ISOSS has collected data on supported breastfeeding since 2012. Among 8526 live births there were 267 (3.1%) reports of intention to breastfeed and/or breastfeeding. Reports have increased 4-fold from less than 10 per year in 2012–2014 to 40 to 50 per year in 2019–2020. At the time of analysis, 203 women were confirmed to have breastfed (using linked paediatric reports).

Of 96 women with this information recorded, 77 were known to have had monthly mother and infant testing in line with BHIVA guidelines. About a quarter of this group had issues for mother/infant testing.

The median duration of breastfeeding among mother/infants who had stopped breastfeeding at time analysis (150/203) was 56 days. Of those reported to have stopped, 71% of infants had a negative18–24 month antibody test, with no transmissions to date. The HIV status for the remainder could not yet be determined based on 18–24 month testing as the majority of these infants are still in follow up (23%), discharged before antibody testing (3%) or lost to follow up (3%).

comment

These outcomes for the approximately 900 pregnancies among women with HIV in the UK are reassuring – with the current vertical transmission rate below 0.3%.

Among the growing population of women with vertically-acquired HIV, as well as those with heterosexually-acquired HIV, all markers have improved over time. Though numbers are very small, there may be a slightly elevated risk of transmission among the vertically-acquired group. The authors note that further work is needed to understand why fewer women with vertically-acquired HIV have undetectable viral load at delivery – to help to optimise outcomes in this cohort.

Supported breastfeeding is expected to continue to slowly increase in the UK. There are no vertical transmissions to date but a few are lost-to-follow-up and some are still being followed.

Importantly, among vertical transmissions occurring in the UK, a number are attributed to undisclosed and supported breastfeeding by women with undetectable viral load. So this option needs to be very carefully discussed and managed.

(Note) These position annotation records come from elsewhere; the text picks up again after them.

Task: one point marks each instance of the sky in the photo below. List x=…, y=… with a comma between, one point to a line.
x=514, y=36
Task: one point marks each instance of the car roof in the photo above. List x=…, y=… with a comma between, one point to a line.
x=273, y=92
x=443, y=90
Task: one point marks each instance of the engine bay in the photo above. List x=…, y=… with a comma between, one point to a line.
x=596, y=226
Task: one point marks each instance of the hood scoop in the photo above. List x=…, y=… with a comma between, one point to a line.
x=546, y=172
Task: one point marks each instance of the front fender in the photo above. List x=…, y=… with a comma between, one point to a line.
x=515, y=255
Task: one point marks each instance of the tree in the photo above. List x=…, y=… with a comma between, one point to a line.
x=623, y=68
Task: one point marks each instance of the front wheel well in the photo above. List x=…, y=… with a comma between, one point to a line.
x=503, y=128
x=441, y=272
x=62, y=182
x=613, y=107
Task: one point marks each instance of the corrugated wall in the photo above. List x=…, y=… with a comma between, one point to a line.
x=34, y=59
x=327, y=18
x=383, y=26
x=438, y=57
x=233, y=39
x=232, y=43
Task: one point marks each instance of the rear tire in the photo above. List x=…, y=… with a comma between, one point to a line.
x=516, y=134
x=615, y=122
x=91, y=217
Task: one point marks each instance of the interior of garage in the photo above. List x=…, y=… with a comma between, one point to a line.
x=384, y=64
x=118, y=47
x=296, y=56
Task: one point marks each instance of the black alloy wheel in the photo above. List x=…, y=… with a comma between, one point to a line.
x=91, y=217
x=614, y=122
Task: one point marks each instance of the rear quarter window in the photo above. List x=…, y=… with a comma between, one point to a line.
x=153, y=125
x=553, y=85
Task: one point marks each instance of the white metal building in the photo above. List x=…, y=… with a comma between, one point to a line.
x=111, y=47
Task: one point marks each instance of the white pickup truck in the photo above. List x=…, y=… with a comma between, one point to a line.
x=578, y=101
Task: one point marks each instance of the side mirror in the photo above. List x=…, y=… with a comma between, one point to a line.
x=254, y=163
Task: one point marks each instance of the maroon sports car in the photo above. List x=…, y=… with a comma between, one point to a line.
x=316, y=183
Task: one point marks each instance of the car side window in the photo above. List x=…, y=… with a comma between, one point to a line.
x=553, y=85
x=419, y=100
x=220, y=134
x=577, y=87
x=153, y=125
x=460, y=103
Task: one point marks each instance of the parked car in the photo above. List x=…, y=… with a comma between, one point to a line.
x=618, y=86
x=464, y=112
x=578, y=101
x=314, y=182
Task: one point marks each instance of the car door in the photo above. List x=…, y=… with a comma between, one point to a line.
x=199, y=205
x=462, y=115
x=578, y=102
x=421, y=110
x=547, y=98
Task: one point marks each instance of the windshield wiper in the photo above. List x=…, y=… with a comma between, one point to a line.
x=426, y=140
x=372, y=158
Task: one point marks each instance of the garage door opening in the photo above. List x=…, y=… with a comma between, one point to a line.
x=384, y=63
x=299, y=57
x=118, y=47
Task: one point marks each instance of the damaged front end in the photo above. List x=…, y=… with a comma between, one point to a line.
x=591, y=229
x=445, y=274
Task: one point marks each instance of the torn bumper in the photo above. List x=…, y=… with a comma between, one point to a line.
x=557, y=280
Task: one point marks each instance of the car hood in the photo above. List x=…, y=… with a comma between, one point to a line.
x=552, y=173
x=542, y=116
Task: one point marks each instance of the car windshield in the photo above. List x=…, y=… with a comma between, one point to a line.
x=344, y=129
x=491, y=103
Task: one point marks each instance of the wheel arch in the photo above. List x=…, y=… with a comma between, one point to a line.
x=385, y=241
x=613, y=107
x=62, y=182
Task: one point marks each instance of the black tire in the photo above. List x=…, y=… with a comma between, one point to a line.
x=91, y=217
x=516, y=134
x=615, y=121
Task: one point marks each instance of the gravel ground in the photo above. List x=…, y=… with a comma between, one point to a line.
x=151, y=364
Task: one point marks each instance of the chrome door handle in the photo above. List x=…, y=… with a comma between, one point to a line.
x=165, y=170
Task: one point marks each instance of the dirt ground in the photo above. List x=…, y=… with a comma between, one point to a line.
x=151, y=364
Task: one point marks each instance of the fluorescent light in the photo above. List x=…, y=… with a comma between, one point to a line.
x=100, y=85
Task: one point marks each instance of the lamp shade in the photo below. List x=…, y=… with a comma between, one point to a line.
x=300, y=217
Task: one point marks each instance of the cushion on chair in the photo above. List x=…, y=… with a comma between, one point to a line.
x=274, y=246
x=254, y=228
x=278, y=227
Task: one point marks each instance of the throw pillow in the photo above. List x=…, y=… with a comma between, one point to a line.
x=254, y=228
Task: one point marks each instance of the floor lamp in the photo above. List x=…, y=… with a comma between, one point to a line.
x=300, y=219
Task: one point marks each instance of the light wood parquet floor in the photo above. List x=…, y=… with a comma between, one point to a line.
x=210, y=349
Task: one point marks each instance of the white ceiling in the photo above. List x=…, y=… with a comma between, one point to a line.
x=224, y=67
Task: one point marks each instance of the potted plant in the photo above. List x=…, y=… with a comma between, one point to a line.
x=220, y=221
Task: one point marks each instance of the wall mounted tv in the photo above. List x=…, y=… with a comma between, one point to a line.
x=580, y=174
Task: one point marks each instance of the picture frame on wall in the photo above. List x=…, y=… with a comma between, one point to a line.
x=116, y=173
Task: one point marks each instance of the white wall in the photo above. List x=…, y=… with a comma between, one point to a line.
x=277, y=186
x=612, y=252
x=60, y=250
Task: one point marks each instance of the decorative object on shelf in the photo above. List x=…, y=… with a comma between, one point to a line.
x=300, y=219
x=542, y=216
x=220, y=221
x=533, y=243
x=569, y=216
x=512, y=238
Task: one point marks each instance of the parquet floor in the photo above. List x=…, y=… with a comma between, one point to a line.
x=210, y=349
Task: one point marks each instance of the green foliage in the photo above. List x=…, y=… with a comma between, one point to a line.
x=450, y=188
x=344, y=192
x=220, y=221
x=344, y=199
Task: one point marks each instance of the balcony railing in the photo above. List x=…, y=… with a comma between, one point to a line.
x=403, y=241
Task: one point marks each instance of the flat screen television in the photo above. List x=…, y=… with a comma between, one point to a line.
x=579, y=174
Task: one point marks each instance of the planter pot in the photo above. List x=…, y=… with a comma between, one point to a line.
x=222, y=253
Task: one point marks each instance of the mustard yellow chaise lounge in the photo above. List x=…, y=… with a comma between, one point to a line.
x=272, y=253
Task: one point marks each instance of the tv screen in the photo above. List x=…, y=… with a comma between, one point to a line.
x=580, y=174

This excellent surveillance programme continues to inform future guidance and optimal clinical management of pregnant women living with HIV and their infants.

References

  1. Peters H et al. Trends in maternal characteristics and pregnancy outcomes among women living with HIV in the UK: 2014 to 2019. HIV Glasgow 2022. 23–26 October 2022. Oral abstract MO46.
  2. Peters H et al. Pregnancy characteristics and outcomes of women with vertically-acquired HIV in the UK. HIV Glasgow 2022. 23–26 October 2022. Poster abstract P001.
  3. Francis K et al. Supported breastfeeding among women with diagnosed HIV in the UK – the current picture. HIV Glasgow 2022. 23–26 October 2022. Poster abstract P041.